Once again...I want to stress that I DIDN'T APPROVE OF YOUR HUSBAND'S BEHAVIOR...and misleading his...err...'companion' was lousy!

Here's a suggestion. What you might want to consider is an occasional weekend visit to where he is stationed? Or something that will reinforce the fact that YOU are in love with him so much...that a part of your life is missing...when HE'S NOT AROUND?

Since there's still a desire on both sides "to fix things"---that's good! When 1 partner wants to END EVERYTHING---that's not so good! So try to "accentuate the positive" by being as patient and understanding as you can...at least until the time arrives when you both can confront the problem face-to-face.

Pianoguy

iVillage Member
Registered: 05-01-2004
Sun, 08-01-2004 - 2:33pm
That fact that you are unsure of what to do, (some people would say it would be over) that is an affair I would see it that way, or at the least he did cheat. anyway If it were me and I know everyone will hate this answer, If he is a good father, and you get along when he is there, do your own thing when he is gone, don't tell him, don't throw it in his face, and don't ask what he is doing either. I wish I could have an open marriage and I think most people would to if they didn't think it was wrong. I would in a minute, no love on the side, someone that knew an understood you hart belong to your husband, but someone that you could talk to and spend time with. later on when he moves back or things die down then you got yourself a man that knows you will love him forever, and he respects and treasures you for it. but don't let him have all the fun or you will be misserable. don't ask, don't tell. let him think you trust him 100%, he will do the same if he is cheating, as long as you don't hassle him about the details of his days. sex is one thing love is another, separate the two and maybe your marriage would be better. if you can that is if this is not for you it would make things worse, so don't cheat for spite or new love. it has to be just on the side, and for you, not to get to your husband. people will hate this but really sex is only what you make it. love, lust, fun, need, if you both keep love for only each other why not buck the norm. I wouldn't tell friends and family though they will not get it and even if they do they wouldn't admit it.
iVillage Member
Registered: 03-26-2003
Sun, 08-01-2004 - 11:43pm

Thank you for your advice....I really appreciate it.

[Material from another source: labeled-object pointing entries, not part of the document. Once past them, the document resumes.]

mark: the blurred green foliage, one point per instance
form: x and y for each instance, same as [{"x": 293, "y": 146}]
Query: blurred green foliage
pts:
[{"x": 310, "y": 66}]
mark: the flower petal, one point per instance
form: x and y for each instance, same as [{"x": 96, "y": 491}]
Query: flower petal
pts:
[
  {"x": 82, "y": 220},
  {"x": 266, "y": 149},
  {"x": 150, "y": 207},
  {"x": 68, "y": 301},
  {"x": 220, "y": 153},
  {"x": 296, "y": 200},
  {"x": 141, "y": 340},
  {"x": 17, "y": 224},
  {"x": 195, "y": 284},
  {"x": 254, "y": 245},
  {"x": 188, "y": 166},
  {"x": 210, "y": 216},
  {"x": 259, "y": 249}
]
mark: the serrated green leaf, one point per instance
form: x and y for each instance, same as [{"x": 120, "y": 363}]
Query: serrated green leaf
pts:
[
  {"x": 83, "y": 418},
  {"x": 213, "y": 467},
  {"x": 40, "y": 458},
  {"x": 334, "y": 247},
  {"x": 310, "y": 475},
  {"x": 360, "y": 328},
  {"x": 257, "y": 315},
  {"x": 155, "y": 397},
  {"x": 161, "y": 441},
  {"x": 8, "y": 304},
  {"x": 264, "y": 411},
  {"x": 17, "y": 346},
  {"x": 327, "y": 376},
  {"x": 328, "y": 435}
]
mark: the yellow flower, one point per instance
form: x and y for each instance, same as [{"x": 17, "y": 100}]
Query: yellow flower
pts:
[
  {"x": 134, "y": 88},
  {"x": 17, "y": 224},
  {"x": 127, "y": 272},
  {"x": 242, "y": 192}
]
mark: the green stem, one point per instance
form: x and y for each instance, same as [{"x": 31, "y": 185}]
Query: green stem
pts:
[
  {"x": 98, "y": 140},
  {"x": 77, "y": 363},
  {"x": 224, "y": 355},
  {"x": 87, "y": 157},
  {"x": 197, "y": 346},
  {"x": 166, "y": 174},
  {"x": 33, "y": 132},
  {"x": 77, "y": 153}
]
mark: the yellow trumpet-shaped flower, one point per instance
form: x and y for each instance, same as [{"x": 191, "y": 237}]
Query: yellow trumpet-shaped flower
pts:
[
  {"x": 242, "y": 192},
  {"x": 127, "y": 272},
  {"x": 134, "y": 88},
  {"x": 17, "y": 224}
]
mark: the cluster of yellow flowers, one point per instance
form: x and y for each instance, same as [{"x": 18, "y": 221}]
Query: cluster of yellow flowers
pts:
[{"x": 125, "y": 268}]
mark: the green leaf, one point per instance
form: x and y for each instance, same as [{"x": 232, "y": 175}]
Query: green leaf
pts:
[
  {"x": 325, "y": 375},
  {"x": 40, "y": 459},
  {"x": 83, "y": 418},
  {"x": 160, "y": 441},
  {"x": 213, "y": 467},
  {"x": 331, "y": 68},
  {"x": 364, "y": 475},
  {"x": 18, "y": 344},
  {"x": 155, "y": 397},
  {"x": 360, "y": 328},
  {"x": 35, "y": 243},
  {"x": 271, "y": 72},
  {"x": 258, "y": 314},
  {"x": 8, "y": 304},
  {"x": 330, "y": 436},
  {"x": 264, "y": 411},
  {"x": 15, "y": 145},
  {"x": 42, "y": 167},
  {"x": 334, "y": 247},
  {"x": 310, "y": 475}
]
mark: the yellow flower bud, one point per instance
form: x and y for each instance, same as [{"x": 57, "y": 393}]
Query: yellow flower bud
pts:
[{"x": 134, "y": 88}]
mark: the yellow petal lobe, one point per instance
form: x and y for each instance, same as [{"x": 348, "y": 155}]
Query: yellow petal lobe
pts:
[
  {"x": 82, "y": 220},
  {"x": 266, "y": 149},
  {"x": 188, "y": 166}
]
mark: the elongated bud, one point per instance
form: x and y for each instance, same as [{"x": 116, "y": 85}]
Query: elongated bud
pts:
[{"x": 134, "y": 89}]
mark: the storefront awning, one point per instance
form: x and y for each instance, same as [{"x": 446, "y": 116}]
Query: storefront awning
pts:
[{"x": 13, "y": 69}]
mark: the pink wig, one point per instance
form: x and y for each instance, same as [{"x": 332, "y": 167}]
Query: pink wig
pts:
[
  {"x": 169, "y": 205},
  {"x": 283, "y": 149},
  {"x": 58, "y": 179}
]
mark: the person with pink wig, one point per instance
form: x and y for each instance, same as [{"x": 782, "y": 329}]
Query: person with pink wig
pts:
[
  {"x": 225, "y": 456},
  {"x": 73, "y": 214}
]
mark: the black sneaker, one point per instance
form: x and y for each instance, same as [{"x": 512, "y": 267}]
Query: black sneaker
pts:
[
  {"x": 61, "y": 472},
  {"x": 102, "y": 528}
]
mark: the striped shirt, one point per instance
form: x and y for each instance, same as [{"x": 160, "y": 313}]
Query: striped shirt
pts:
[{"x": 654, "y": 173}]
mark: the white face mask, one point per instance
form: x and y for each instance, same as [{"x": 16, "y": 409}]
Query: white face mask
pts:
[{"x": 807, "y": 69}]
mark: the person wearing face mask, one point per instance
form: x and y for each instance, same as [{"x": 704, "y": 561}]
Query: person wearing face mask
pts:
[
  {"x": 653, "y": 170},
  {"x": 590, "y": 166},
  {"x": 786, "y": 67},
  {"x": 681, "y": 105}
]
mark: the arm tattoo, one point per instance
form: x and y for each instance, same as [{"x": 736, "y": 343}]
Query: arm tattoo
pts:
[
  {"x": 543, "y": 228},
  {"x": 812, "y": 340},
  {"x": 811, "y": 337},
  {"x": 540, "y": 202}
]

Photobucket - Video and Image Hosting
iVillage Member
Registered: 07-11-2004
Mon, 08-02-2004 - 9:11am
HI Subswife,

Let me start by saying that I think you are a sweet person just by reading your post. I know I'm in no position to give advice(see post "please help me... IM at my whit's end"). you sound like you have a good head on your shoulders. I too have a husband that is in the military and after all of the posts I put on here, I got a book and read it last night and realized a lot of things and the way a lot of problems start. I too am on meds for depression and my husband isnt very supportive of that. He feels that depression is all in one's head and Dr's use that to make money off patients. HE forgets that we don't pay for prescriptions! I know how you feel being away from your husband because mine has been away for a year when the war started. He was part of 3rd ID that went into Baghdad and invaded. He has talked to other people before but it wasnt when he wasnt around me. He chose to do it when things hit the fan at home. He has said he hasnt done it anymore but its happened 3 times and Im not sure whether to beleive him or not. I know he too lied about being married and said we were separated and that I wouldnt let him see his child and that we had been split for 6mo. The REAL case was 2 1/2 wks and he could come see his child anytime he wanted. He did it for sympathy. I realized in my marriage that I was the persuer and he was the withdrawer. I know this doesnt make much sense and IM not sure if Im trying to give advice or tell a story. LOL BUt I did just want to say that my thoughts and prayers are with you and I sincerely hope that you guys do work it out. YOu sound like you both love each other. IF you have never made your husband jealous maybe you should. You dont have to cheat on him. Just let him know that if he can find other people like that, so can you. Might open his eyes and make his mind up for him. Just my opinion.